Smaller jurisdictions have also had mining-related laws. For example, Plattsburgh, New York, had a moratorium on mining from March 2018 to February 2019. And in 2021, Missoula County, Montana, passed zoning regulations for crypto mining operations, along with a requirement for the operations to mitigate adverse impacts related to energy consumption, noise pollution, and disposing of electronic waste.
Bitcoin isn’t unique with its PoW approach, but there are other cryptos that use an alternative proof-of-stake (PoS) approach that requires much less energy. A few cryptos, such as Algorand, even make a point of offsetting their carbon footprint.
Bitcoin regulation across the world
Outside the U.S., the legality and regulations vary widely. In September 2021, El Salvador became the first country to officially declare Bitcoin legal tender—the government even gave everyone about $30 worth of Bitcoin to kick things off. On the other end of the spectrum, some countries ban Bitcoin and other cryptos altogether.
These regulations frequently change, but the Law Library of Congress released an update to its Regulation of Cryptocurrency Around the World report in November 2021. The report states that nine jurisdictions have absolute bans, and 42 have an implicit ban—an increase from eight and 15, respectively, in 2018.

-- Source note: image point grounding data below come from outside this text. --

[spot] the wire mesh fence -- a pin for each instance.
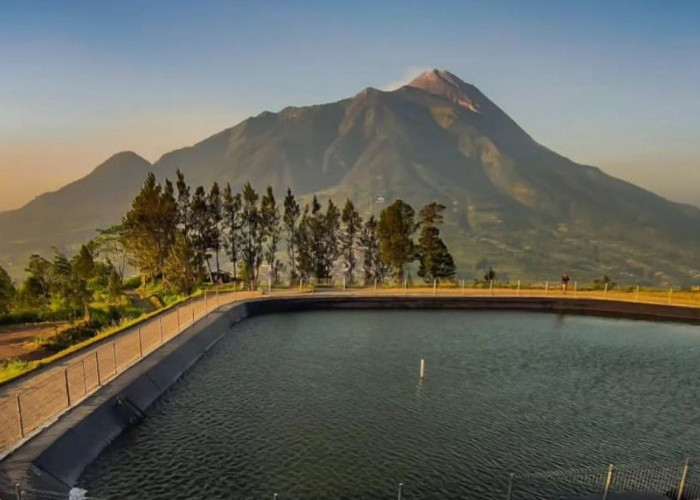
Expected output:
(674, 481)
(28, 406)
(32, 405)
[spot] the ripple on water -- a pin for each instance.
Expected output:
(328, 404)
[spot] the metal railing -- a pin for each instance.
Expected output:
(675, 481)
(27, 407)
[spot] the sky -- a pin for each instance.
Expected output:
(609, 83)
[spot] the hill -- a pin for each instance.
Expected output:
(514, 204)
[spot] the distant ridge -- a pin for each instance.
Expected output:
(513, 203)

The nine jurisdictions that have an absolute ban on cryptos are:
- Algeria
- Bangladesh
- China
- Egypt
- Iraq
- Morocco
- Oman
- Qatar
- Tunisia
Beyond the absolute or implicit bans, the report also highlights jurisdictions that have specific tax, anti-money laundering (AML), and combating of financing of terrorism (CFT) laws related to cryptos. The report found that 103 countries have either tax or AML/CFT crypto laws, and most of those have both types of laws. This is an increase from 33 jurisdictions in 2018.
The bottom line
The crypto industry is constantly changing, and regulators are working hard to figure out what they want to do and how they’ll regulate Bitcoin and other crypto-related assets, platforms, and transactions. Within the U.S., buying and selling Bitcoin is legal in every state, and Bitcoin mining is almost always legal for individuals. Organizations can also legally buy, sell, trade, hold, and mine Bitcoin, but they may have to comply with additional local, state, or federal regulations.